Tariff Hikes Will Cancel Out Workers’ 9% Pay Rise
The Trades Union Congress (TUC)–Ghana has issued a sharp warning to government after the Public Utilities Regulatory Commission (PURC) announced fresh utility tariff increases—9.8% for electricity and 15.9% for water—set to take effect on January 1, 2026.
According to the TUC, the timing and scale of the increases amount to a direct attack on workers’ livelihoods, especially as they coincide with the already modest 9% adjustment in the National Daily Minimum Wage and Base Pay scheduled for the same day.

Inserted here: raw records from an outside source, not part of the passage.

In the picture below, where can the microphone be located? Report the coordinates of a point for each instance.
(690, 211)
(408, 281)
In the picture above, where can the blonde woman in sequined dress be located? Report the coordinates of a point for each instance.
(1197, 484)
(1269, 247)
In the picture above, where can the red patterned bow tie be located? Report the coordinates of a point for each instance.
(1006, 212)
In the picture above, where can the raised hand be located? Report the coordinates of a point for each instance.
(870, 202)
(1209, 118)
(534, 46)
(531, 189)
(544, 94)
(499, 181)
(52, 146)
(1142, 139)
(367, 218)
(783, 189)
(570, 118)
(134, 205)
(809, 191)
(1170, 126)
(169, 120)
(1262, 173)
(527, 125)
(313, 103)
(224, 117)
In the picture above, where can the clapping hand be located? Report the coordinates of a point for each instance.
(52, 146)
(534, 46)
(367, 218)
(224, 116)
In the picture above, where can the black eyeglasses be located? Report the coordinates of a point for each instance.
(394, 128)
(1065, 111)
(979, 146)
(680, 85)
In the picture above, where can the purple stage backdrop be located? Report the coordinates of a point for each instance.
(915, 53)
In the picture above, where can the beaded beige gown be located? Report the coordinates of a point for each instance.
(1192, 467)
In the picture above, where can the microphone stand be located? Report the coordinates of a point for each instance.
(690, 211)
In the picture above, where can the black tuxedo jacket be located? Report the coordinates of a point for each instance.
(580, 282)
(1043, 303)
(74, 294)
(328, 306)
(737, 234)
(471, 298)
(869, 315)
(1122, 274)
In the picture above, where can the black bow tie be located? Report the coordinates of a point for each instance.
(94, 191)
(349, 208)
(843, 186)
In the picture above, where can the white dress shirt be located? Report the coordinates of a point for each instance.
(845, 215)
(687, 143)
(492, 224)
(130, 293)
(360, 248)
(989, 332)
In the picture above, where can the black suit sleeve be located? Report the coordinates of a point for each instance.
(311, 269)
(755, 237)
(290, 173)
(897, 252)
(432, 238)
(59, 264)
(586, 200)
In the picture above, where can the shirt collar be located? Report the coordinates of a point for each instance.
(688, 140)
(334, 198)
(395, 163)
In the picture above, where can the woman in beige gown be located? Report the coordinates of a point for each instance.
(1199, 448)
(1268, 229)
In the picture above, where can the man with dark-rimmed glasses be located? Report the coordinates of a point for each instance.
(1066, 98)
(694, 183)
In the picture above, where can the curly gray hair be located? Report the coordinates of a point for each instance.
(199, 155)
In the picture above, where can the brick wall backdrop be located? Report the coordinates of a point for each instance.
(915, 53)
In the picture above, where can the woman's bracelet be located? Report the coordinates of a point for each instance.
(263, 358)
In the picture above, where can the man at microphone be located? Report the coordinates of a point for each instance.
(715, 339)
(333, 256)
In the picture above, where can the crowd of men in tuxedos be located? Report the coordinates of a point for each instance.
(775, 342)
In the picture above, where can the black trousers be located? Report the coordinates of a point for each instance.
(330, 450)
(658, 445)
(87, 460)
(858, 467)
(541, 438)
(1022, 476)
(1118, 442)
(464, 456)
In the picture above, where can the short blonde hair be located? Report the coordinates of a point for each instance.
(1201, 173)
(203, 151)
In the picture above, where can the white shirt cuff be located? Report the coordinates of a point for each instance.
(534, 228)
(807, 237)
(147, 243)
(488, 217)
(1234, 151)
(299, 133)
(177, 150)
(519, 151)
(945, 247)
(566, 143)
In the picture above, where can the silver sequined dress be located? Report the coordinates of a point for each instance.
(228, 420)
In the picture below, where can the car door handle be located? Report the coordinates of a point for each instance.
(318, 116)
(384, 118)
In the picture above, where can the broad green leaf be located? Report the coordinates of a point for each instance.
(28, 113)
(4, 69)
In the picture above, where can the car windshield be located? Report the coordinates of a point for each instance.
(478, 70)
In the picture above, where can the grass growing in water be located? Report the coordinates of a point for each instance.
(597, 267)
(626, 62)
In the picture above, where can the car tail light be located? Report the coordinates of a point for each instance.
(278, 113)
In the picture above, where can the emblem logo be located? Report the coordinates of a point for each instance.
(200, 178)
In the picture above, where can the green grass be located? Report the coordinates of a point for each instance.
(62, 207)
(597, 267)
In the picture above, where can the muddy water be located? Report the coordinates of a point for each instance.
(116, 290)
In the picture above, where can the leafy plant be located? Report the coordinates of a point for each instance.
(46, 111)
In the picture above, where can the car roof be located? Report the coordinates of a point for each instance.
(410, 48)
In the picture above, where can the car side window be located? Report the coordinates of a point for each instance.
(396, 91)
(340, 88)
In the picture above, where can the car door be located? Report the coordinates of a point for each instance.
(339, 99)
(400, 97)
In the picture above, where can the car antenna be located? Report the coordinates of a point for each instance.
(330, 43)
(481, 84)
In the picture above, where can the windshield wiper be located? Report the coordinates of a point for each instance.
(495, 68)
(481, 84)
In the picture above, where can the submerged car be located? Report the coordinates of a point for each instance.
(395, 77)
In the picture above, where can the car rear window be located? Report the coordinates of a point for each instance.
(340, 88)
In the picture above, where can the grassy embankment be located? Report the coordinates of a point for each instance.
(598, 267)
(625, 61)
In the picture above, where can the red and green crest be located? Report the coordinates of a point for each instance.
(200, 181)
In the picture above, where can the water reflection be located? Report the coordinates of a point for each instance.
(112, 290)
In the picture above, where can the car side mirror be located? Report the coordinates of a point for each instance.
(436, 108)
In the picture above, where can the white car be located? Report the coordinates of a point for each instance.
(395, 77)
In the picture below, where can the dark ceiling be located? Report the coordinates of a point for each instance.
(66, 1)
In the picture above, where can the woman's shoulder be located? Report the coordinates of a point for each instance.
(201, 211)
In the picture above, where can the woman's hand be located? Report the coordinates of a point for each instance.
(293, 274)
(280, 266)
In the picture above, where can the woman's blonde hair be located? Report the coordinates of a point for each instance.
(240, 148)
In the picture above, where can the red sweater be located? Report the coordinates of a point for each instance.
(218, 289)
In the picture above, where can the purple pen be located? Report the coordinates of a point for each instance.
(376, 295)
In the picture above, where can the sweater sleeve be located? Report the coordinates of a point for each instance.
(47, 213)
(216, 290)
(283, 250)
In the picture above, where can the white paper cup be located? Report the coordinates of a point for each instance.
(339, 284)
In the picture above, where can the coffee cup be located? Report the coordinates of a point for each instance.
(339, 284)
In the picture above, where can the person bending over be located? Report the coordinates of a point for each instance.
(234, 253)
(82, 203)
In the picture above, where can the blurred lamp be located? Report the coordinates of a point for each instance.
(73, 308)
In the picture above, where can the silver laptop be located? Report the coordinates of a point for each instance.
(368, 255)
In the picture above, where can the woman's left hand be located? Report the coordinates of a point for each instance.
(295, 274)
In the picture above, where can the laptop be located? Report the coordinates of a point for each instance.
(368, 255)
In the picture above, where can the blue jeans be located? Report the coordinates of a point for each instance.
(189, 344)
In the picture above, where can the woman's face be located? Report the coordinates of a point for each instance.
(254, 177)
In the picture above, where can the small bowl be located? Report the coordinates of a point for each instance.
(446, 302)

The union says workers were already bruised from 2025, a year in which wages increased by only 10% while electricity tariffs jumped by more than 18%. With inflation and the cost of living still biting, the new hikes feel like “a sudden blow disguised as a New Year gift.”
TUC argues that the 2026 increments effectively neutralise the entire 9% wage adjustment, leaving workers with no real improvement in income. “This is not a case of robbing Peter to pay Paul,” the statement said. “It is government taking back with force what it pretended to give with the other hand.”
Describing the increases as insensitive and unjustifiable, the TUC has served notice that it will not accept the new tariffs unless government returns to the negotiation table to revise and enhance the 2026 wage adjustment.
Anything short of this, the union cautions, will trigger nationwide mobilisation of workers to resist the new tariff regime.
The TUC and Organised Labour will hold a press conference on Monday, December 8, 2025, to outline their concerns in detail and announce the industrial actions they intend to pursue if government fails to reconsider the policy.